Homem é morto em bar no Beija-Flor

Diego Molina
| Tempo de leitura: 2 min

Um homem de 32 anos foi morto em um bar no núcleo Beija-Flor, após uma briga envolvendo diversas pessoas, anteontem à noite. O carroceiro Celso Rodrigues Simão foi encontrado já sem vida, caído em frente ao estabelecimento. O caso é o 46.º homicídio registrado em Bauru desde o início do ano.

Somente neste mês, já foram registrados cinco crimes desta natureza. O último ocorreu também no sábado, quando Paulo Henrique Pinheiro, 25 anos, foi morto a tiros por quatro homens encapuzados ao entrar na casa de sua ex-companheira, no Parque Jaraguá.

De acordo com informações do boletim de ocorrência (BO) registrado no Plantão Policial, a briga generalizada no estabelecimento localizado na quadra 16 da avenida Rosa Malandrino Mondelli teve início por volta das 20h do sábado e envolveu diversas pessoas que estavam no local.

O proprietário do bar, que não teve seu nome divulgado, relatou que fechou as portas e acionou o Centro de Operações da Polícia Militar (Copom). Quando o comerciante percebeu que a confusão havia terminado, abriu as portas do estabelecimento e percebeu a vítima caída na calçada.

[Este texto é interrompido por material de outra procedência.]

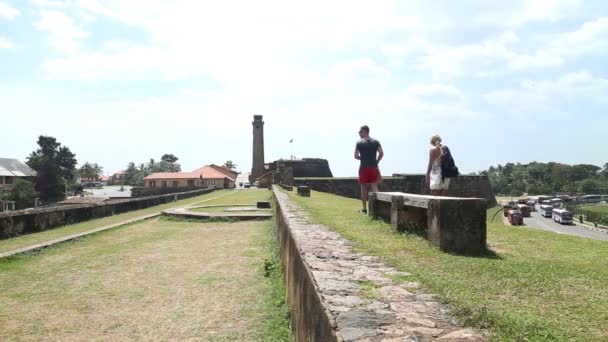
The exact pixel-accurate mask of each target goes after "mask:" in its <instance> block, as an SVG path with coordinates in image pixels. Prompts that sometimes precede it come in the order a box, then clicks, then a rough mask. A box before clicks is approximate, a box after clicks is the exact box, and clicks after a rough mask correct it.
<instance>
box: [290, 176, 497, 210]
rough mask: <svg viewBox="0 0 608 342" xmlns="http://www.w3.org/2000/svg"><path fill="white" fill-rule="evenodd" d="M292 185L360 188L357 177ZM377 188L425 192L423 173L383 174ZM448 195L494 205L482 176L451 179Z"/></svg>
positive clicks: (337, 192)
mask: <svg viewBox="0 0 608 342" xmlns="http://www.w3.org/2000/svg"><path fill="white" fill-rule="evenodd" d="M294 183H295V184H294V185H295V186H300V185H308V186H310V188H311V189H312V190H315V191H321V192H329V193H332V194H335V195H338V196H344V197H349V198H360V197H361V190H360V186H359V182H358V180H357V178H295V179H294ZM380 191H385V192H393V191H395V192H405V193H410V194H418V195H428V194H430V190H429V189H428V187H427V186H426V184H425V176H424V175H395V176H393V177H384V178H383V181H382V184H381V186H380ZM448 196H452V197H475V198H485V199H486V200H487V201H488V206H489V207H494V206H495V205H496V204H497V202H496V197H495V196H494V192H493V190H492V185H491V184H490V180H489V179H488V177H486V176H459V177H457V178H452V180H451V184H450V190H449V192H448Z"/></svg>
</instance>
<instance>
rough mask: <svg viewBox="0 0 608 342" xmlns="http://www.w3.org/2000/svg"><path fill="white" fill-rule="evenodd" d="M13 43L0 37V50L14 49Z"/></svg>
mask: <svg viewBox="0 0 608 342" xmlns="http://www.w3.org/2000/svg"><path fill="white" fill-rule="evenodd" d="M14 48H15V43H13V42H12V41H11V40H9V39H8V38H5V37H2V36H0V49H14Z"/></svg>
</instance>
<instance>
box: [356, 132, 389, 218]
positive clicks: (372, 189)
mask: <svg viewBox="0 0 608 342" xmlns="http://www.w3.org/2000/svg"><path fill="white" fill-rule="evenodd" d="M359 137H361V140H359V142H357V146H356V148H355V159H357V160H360V161H361V165H360V166H359V184H360V185H361V202H362V203H363V210H361V212H362V213H367V198H368V193H369V191H370V190H371V192H378V182H379V181H380V170H379V169H378V163H379V162H380V160H382V157H384V151H382V146H381V145H380V142H379V141H378V140H376V139H373V138H371V137H370V136H369V127H368V126H367V125H366V126H362V127H361V129H360V130H359ZM368 187H369V189H368Z"/></svg>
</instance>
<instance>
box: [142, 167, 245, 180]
mask: <svg viewBox="0 0 608 342" xmlns="http://www.w3.org/2000/svg"><path fill="white" fill-rule="evenodd" d="M201 178H202V179H224V178H228V179H229V180H231V181H233V182H234V181H235V179H234V177H230V176H227V175H225V174H224V173H222V172H220V171H218V170H216V169H215V168H213V167H211V166H203V167H201V168H198V169H196V170H194V171H193V172H156V173H152V174H150V175H148V176H146V177H144V179H201Z"/></svg>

Segundo o delegado plantonista Antônio das Neves, os policiais militares que atenderam a ocorrência encontraram Simão já sem vida. Ele tinha diversas perfurações no pescoço, peito e abdome, provavelmente provocadas por um objeto cortante, como uma faca ou uma garrafa de vidro quebrada.

O corpo da vítima, que era morador do Jardim Mendonça, foi encaminhado para o Instituto Médico Legal (IML). A arma do crime não foi localizada no local. Até o fechamento desta edição, os suspeitos do crime não haviam sido localizados pela polícia.

Simão é a 46.ª vítima de homicídio em Bauru neste ano, conforme os cálculos do JC. Há pouco mais de três meses do término do ano, o número já ultrapassa o total de pessoas assassinadas em 2003 na cidade, que foi de 42. No entanto, nas estatísticas da Polícia Civil o caso de anteontem foi o 41.º deste ano.

Os índices não são coincidentes porque o JC considera homicídio todas as pessoas mortas em situação violenta, inclusive as que morreram dias após o fato, situação que recebe outra tipificação para a polícia.